Vocabulary: {'techniques': 0, 'evolving': 1, 'i': 2, 'natural': 3, 'amazing': 4, 'processing': 5, 'love': 6, 'learning': 7, 'is': 8, 'new': 9, 'in': 10, 'are': 11, 'experts': 12, 'language': 13, 'nic': 14}


In [3]:
# Step 3: Implement One-Hot Encoding
import numpy as np

# Function to create a one-hot vector for a given word
def one_hot_encode(word, word_to_index, vocab_size):
    one_hot_vector = np.zeros(vocab_size)
    one_hot_vector[word_to_index[word]] = 1
    return one_hot_vector



In [4]:
# One-hot encode the first sentence
sentence = 'I love natural language processing'.lower().split()
vocab_size = len(vocab)

for word in sentence:
    one_hot_vector = one_hot_encode(word, word_to_index, vocab_size)
    print(f"Word: {word}, One-Hot: {one_hot_vector}")

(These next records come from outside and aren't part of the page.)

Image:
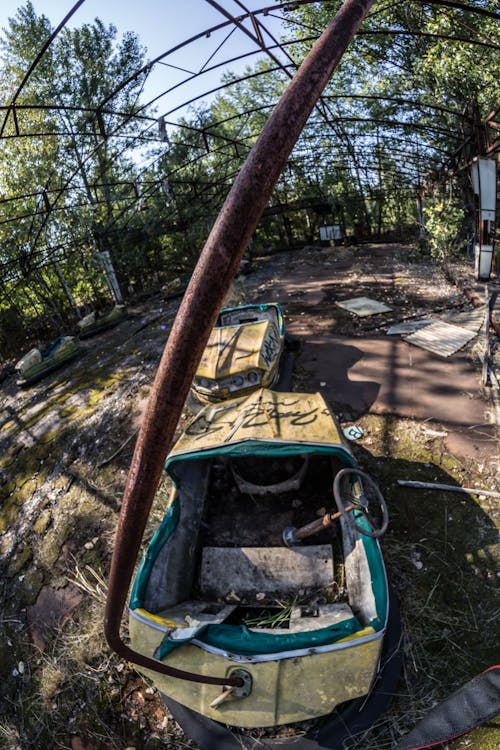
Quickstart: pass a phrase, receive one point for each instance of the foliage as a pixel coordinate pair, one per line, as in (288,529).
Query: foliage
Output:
(443,221)
(89,175)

Word: i, One-Hot: [0. 0. 1. 0. 0. 0. 0. 0. 0. 0. 0. 0. 0. 0. 0.]
Word: love, One-Hot: [0. 0. 0. 0. 0. 0. 1. 0. 0. 0. 0. 0. 0. 0. 0.]
Word: natural, One-Hot: [0. 0. 0. 1. 0. 0. 0. 0. 0. 0. 0. 0. 0. 0. 0.]
Word: language, One-Hot: [0. 0. 0. 0. 0. 0. 0. 0. 0. 0. 0. 0. 0. 1. 0.]
Word: processing, One-Hot: [0. 0. 0. 0. 0. 1. 0. 0. 0. 0. 0. 0. 0. 0. 0.]


In [5]:
# Step 4: Encode Entire Corpus
def encode_sentence(sentence, word_to_index, vocab_size):
    encoded_sentence = []
    for word in sentence.lower().split():
        encoded_sentence.append(one_hot_encode(word, word_to_index, vocab_size))
    return np.array(encoded_sentence)



In [6]:
print (vocab)

{'techniques', 'evolving', 'i', 'natural', 'amazing', 'processing', 'love', 'learning', 'is', 'new', 'in', 'are', 'experts', 'language', 'nic'}


In [7]:
# One-hot encode each sentence in the corpus
for sentence in corpus:
    encoded_matrix = encode_sentence(sentence, word_to_index, vocab_size)
    print(f"Sentence: {sentence}")
    print("One-Hot Encoded Matrix:")
    print(encoded_matrix)



Sentence: I love natural language processing
One-Hot Encoded Matrix:
[[0. 0. 1. 0. 0. 0. 0. 0. 0. 0. 0. 0. 0. 0. 0.]
 [0. 0. 0. 0. 0. 0. 1. 0. 0. 0. 0. 0. 0. 0. 0.]
 [0. 0. 0. 1. 0. 0. 0. 0. 0. 0. 0. 0. 0. 0. 0.]
 [0. 0. 0. 0. 0. 0. 0. 0. 0. 0. 0. 0. 0. 1. 0.]
 [0. 0. 0. 0. 0. 1. 0. 0. 0. 0. 0. 0. 0. 0. 0.]]
Sentence: Natural language processing is amazing
One-Hot Encoded Matrix:
[[0. 0. 0. 1. 0. 0. 0. 0. 0. 0. 0. 0. 0. 0. 0.]
 [0. 0. 0. 0. 0. 0. 0. 0. 0. 0. 0. 0. 0. 1. 0.]
 [0. 0. 0. 0. 0. 1. 0. 0. 0. 0. 0. 0. 0. 0. 0.]
 [0. 0. 0. 0. 0. 0. 0. 0. 1. 0. 0. 0. 0. 0. 0.]
 [0. 0. 0. 0. 1. 0. 0. 0. 0. 0. 0. 0. 0. 0. 0.]]
Sentence: I love learning new techniques
One-Hot Encoded Matrix:
[[0. 0. 1. 0. 0. 0. 0. 0. 0. 0. 0. 0. 0. 0. 0.]
 [0. 0. 0. 0. 0. 0. 1. 0. 0. 0. 0. 0. 0. 0. 0.]
 [0. 0. 0. 0. 0. 0. 0. 1. 0. 0. 0. 0. 0. 0. 0.]
 [0. 0. 0. 0. 0. 0. 0. 0. 0. 1. 0. 0. 0. 0. 0.]
 [1. 0. 0. 0. 0. 0. 0. 0. 0. 0. 0. 0. 0. 0. 0.]]
Sentence: Techniques in natural language processing are evolving
One-H

## Limitations of One-Hot Encoding:
### 1. Dimensionality: Each word in a large corpus will have a very sparse vector, leading to inefficient storage and computation.
### 2. Semantic Information: One-hot encoding does not capture any information about the relationship between words. Words with similar meanings have orthogonal vectors, which does not reflect their semantic similarity.